Nesta turnê o Sepultura foi a primeira banda de metal da América Latina a se apresentar no famoso e tradicional festival “Monsters of Rock”, no Donington Park, Inglaterra, na frente de 50.000 pessoas, quantidade equalitária ao Rock in Rio II, onde o Sepultura também foi atração (pra quem diz que o Brasil não tem público como na Europa). E também a primeira banda do Brasil a tocar na Rússia. De volta ao Brasil a banda foi convidada a tocar no festival Hollywood Rock só após um abaixo-assinado feito pelo fã clube oficial brasileiro. Isso devido ao boicote por parte dos organizadores do evento, amedrontados com triste incidente em SP anos atrás. Em 1994, o EP Refuse/Resist é lançado. O álbum é uma espécie de coletânea com músicas ao vivo, de estúdio, “Drug Me” (de Jello Biafra) e ainda uma música de nome “Inhuman Nature”, da banda Final Conflict. O single “Slave New World” é lançado.

Em 1994, Andreas se casa com Patrícia, e a banda começa a compor material para novo álbum e single. No ano seguinte, o segundo vídeo do Sepultura, o Third World Chaos é lançado, contendo alguns clips da banda, trechos de entrevistas com a MTV brasileira, americana, européia, até japonesa. O vídeo contém até um trecho de entrevista em que o entrevistador é Bruce Dickinson (quando ele tinha de seu programa de entrevistas na rede inglesa de televisão). Ainda em 1995, nasce Giulia Cavalera, a primeira filha de Patrícia e Andreas; Igor se casa com Monika, e Igor Amadeus, segundo filho de Glória e Max, nasce. Em 1996, o single Roots Bloody Roots é lançado, contendo quatro faixas: “Roots Bloody Roots”, “Procreation of the Wicked” (um cover da banda black metal oitentista Celtic Frost), “Refuse/Resist” e “Territory” (ambas gravadas ao vivo em Minneapolis, EUA). Como de praxe, outros singles foram lançados: “Ratamahatta” e “Attitude”.

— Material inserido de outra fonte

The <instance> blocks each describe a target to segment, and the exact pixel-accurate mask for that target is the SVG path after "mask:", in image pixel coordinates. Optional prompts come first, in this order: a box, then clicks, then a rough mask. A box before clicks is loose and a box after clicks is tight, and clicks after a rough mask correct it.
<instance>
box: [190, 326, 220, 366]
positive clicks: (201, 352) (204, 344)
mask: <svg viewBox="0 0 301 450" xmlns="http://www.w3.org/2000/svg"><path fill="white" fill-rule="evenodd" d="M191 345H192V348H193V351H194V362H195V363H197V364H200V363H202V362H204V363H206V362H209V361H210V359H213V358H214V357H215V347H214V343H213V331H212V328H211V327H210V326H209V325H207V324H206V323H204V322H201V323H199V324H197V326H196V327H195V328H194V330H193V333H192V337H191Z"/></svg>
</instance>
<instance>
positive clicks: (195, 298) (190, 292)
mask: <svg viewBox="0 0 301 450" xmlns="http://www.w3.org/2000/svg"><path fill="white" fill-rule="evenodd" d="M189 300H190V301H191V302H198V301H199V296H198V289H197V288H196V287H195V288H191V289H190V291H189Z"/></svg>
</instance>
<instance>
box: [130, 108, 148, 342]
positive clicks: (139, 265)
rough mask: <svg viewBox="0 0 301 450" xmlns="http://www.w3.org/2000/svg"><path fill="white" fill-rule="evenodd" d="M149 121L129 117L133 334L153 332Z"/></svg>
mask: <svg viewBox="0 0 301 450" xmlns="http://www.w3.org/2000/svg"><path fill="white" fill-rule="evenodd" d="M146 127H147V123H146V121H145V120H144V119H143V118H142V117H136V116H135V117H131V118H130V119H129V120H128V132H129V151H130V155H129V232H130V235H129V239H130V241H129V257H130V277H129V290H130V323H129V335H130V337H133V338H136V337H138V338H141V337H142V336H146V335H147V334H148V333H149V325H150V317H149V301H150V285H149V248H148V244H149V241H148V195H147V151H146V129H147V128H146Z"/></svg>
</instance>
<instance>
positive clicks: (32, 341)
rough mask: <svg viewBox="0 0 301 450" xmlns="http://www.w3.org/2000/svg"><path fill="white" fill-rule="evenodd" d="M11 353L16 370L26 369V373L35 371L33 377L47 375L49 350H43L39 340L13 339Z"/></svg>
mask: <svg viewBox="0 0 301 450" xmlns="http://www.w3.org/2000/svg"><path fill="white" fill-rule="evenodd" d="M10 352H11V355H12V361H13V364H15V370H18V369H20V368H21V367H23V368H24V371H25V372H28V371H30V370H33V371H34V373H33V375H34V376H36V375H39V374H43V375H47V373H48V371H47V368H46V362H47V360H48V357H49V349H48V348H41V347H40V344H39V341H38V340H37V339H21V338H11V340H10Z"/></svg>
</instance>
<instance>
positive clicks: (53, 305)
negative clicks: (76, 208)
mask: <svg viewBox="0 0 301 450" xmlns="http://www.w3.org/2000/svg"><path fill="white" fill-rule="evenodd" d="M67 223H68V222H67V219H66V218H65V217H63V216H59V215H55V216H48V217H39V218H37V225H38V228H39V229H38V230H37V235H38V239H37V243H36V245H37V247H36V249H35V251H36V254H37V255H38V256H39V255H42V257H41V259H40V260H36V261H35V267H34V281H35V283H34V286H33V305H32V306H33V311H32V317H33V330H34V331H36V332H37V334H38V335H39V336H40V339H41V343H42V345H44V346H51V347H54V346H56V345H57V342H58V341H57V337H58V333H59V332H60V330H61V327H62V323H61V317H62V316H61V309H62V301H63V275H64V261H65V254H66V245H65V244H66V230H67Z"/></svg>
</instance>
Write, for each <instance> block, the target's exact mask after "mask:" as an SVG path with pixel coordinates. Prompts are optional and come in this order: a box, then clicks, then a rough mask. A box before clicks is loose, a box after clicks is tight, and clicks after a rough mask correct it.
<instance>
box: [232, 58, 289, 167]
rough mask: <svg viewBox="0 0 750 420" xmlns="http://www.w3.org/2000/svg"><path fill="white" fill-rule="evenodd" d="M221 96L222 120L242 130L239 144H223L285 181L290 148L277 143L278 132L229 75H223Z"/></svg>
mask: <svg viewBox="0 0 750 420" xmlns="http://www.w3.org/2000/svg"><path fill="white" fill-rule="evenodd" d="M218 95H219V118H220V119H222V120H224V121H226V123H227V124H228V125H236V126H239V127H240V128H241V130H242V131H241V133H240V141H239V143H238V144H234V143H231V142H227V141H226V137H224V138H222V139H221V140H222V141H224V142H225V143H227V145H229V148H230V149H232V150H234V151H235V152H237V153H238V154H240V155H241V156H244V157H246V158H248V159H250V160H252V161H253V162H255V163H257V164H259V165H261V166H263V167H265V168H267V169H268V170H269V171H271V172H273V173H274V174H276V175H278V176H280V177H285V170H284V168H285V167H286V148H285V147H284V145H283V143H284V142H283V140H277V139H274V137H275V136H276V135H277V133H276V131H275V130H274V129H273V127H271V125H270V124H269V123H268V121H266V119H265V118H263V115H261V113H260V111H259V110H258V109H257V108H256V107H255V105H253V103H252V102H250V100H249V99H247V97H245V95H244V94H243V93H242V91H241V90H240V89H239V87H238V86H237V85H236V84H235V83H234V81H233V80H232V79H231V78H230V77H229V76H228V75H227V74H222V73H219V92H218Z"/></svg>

Mais tarde, no mesmo ano, sai Roots, um dos álbuns mais aguardados do ano. O disco mostrou um lado mais experimental da banda, com uma música com participação de Carlinhos Brown (Ratamahatta), e presença ao longo do disco de percussão, berimbau e várias batidas tribais. O disco contém ainda duas músicas gravadas conjuntamente com os índios Xavantes, no Mato Grosso (Jasco e Itsari). A música “Itsari” foi gravada na Aldeia Pimentel Barbosa no ano de 1995, ás margens do Rio das Mortes no estado de Mato Grosso. Já o restante do álbum foram feitas em Malibu no estúdio Índigo Ranch, dotado de instrumentos de idade avançada, e fazendo da gravação a mais crua o possível. Os clipes/singles foram “Roots Bloody Roots” gravado na cidade de Salvador; “Attitude” que teve fotos de tatuagens de fanáticos por Sepultura como capa e contou com a participação especial da família Gracie no vídeo clipe. “Ratamahatta” foi um clipe diferente de todos os anteriores do Sepultura, feito todo em animação gráfica computadorizada.

A versão brasileira tem também “Procreation of the Wicked” e “Symptom of the Universe” do Black Sabbath, além de “Lookaway”, escrita por Jonathan Davis da banda Korn.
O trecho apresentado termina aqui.